However, the Adtranz joint venture booked a $111m loss, including its share of the restructuring charges and the loss of 4,800 jobs. But it is forecast to move into profit this year.
ABB in the UK is one of the largest contributors to the group’s operating profits. Last year the UK benefited from a number of orders for combined-cycle power plants while Adtranz in the UK did well, notching up 400 vehicle orders and options for a further 800 rolling stock units.
Although the company does not publish figures for each country, Eric Drewery, head of ABB UK, says that in 1997 ABB (including its 50% share of rolling stock company Adtranz) received orders worth £2.2bn, revenue of £1.8bn and created earnings ahead of budget. It has 13,000 employees in the UK.
And ABB has ambitious growth plans. Drewery says its UK operation ‘should be twice the size it is now within three years’.
Growth will be achieved through the now established mixture or internal organic growth and selective acquisitions especially in the industrial services area.’
He continues: ‘We have added 11 companies to the group in the last 16 months including Rolls-Royce’s boiler maker, International Combustion and should be announcing further acquisitions shortly. There are a lot of opportunities.’
For ABB, says Drewery ‘cash is rarely a problem. The main challenge is finding sufficient quality management to run the new businesses.’
It has set up a group at head-quarters to develop a pool of high-quality managers.
ABB was formed 10 years ago through the merger of Asea of Sweden and BBC Brown Boveri of Switzerland. Each parent company has a 50% stake in the company which is registered in Switzerland and reports in US dollars.
It has since grown through acquisitions, joint ventures and internal expansion from a Eurocentric company with $18m orders and 170,000 employees to a global group with a 213,000-strong workforce generating orders of $35bn.

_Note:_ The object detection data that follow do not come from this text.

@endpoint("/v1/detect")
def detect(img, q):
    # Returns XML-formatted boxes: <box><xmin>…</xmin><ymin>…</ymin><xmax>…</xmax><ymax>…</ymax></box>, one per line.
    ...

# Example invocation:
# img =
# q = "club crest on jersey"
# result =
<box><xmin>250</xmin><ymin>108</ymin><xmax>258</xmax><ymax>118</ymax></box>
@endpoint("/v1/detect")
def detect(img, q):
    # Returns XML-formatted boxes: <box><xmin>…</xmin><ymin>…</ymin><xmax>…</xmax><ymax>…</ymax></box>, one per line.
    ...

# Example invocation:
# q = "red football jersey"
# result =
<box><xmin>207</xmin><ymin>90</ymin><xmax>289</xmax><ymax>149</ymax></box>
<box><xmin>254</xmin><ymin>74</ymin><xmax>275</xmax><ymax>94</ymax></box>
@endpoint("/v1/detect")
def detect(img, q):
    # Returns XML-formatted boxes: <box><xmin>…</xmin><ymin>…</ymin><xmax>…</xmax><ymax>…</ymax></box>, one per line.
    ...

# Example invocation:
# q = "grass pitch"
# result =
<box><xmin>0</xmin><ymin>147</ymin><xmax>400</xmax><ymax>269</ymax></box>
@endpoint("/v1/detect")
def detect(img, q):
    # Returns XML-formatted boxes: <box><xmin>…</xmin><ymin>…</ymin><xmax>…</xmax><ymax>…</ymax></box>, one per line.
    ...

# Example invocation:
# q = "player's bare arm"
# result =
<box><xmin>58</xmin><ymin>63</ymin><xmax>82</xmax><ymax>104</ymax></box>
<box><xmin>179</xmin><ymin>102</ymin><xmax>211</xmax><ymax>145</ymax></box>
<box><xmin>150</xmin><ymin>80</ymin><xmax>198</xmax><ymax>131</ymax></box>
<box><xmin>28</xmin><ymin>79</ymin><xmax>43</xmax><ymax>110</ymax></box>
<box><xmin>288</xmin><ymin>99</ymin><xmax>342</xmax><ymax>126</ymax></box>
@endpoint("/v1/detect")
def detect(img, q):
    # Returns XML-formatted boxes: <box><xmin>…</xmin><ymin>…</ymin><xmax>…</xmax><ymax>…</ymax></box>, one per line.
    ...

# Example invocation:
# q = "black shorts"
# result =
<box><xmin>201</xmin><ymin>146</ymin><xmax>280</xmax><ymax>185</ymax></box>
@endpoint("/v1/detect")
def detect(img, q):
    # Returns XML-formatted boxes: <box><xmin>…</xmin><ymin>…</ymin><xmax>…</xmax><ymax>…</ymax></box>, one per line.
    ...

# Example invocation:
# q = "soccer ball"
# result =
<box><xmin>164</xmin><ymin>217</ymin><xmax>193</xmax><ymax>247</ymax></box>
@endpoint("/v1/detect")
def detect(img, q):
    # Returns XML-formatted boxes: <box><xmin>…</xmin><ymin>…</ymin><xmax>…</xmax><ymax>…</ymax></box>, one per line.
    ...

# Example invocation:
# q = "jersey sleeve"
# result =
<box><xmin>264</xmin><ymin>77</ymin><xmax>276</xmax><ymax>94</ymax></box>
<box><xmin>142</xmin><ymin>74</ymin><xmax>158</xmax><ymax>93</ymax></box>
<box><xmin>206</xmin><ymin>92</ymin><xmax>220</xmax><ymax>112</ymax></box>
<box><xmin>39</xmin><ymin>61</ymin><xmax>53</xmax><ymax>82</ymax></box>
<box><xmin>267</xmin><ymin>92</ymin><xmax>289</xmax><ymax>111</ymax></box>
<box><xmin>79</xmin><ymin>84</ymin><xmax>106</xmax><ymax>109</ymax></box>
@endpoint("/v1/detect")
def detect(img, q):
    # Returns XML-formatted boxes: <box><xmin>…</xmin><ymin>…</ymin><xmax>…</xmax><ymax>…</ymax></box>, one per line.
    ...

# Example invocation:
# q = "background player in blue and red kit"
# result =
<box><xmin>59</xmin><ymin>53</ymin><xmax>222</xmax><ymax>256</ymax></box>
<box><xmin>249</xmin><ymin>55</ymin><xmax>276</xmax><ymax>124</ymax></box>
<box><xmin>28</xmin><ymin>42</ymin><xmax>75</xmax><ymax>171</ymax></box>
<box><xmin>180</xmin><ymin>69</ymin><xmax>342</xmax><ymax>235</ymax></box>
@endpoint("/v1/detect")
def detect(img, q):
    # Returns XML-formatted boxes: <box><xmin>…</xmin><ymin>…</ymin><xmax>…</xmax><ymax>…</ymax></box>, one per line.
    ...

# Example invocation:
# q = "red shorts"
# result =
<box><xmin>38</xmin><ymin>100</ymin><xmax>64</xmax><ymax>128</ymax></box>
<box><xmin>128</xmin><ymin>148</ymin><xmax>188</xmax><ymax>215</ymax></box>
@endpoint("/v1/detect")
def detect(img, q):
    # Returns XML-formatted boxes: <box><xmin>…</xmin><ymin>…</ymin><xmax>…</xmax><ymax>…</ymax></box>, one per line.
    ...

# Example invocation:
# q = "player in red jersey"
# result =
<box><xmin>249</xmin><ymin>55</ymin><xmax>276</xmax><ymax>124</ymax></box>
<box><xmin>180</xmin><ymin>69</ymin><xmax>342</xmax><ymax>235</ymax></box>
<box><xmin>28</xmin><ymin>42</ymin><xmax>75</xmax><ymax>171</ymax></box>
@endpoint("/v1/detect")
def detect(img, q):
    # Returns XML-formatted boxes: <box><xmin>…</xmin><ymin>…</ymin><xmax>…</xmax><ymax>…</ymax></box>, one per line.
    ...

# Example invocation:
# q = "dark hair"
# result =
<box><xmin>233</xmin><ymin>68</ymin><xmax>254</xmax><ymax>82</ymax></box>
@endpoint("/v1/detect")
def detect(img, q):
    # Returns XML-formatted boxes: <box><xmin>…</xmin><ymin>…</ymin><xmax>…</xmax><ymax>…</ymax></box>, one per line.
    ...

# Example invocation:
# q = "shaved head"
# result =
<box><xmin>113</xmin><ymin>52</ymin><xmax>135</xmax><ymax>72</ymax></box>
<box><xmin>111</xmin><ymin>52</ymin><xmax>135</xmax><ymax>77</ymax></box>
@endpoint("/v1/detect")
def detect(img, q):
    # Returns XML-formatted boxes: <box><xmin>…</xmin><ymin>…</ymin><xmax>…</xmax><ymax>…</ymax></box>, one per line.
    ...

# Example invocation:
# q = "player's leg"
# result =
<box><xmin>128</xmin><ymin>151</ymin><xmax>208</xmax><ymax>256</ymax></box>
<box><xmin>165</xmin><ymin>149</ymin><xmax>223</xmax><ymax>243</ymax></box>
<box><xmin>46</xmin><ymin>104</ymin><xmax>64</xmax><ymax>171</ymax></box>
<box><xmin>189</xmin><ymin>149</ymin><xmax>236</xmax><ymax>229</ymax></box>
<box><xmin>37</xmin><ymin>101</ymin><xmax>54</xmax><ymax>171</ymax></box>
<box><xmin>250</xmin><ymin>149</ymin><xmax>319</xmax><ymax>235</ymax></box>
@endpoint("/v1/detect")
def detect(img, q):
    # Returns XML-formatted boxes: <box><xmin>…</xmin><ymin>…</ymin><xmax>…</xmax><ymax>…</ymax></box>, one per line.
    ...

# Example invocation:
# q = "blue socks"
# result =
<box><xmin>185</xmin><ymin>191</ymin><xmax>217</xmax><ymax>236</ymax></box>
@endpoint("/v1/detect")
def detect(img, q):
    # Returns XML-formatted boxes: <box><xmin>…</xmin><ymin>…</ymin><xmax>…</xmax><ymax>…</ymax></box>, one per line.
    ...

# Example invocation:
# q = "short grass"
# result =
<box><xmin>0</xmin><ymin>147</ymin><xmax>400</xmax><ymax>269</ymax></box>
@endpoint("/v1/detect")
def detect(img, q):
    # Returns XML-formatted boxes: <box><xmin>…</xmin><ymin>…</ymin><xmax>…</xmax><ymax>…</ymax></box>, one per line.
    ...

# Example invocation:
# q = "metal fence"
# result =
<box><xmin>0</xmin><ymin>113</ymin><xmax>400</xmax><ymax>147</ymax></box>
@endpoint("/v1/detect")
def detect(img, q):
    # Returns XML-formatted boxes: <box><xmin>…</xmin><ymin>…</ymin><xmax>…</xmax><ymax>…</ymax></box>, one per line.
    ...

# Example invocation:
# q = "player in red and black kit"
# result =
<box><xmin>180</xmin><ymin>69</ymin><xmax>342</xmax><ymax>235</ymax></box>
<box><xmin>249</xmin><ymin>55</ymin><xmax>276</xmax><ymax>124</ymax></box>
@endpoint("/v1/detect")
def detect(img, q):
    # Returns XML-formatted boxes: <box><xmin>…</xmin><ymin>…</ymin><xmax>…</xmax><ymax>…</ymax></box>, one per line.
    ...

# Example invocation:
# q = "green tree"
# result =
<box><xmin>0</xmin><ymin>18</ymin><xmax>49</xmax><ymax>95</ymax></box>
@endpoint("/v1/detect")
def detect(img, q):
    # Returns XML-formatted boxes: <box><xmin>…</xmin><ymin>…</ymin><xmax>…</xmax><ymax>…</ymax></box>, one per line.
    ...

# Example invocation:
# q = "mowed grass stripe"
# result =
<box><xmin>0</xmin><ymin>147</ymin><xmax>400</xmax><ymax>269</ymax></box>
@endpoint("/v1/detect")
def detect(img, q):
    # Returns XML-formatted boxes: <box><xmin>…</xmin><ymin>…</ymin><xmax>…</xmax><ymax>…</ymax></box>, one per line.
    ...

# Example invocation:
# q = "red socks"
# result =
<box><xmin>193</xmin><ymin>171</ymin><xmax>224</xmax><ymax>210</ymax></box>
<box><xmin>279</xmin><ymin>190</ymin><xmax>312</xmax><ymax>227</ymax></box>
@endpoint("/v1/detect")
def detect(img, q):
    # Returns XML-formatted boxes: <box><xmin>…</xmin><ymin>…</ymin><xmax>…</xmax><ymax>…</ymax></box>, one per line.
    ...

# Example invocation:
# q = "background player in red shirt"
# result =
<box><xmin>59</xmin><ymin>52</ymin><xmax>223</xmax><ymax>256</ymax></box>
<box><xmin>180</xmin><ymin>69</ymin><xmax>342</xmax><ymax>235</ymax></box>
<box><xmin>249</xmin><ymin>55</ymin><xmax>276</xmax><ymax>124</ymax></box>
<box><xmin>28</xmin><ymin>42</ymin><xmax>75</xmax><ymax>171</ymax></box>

Lindahl has put much store in expansion into Asia. But he knows the region’s infrastructure problems will not go away and is confident that now is a good time to invest.
ABB’s positive approach to the challenges and opportunities in Asia is one that trade and industry secretary Margaret Beckett is promoting, and one that UK-based companies with ambitious plans for the area cannot afford to ignore.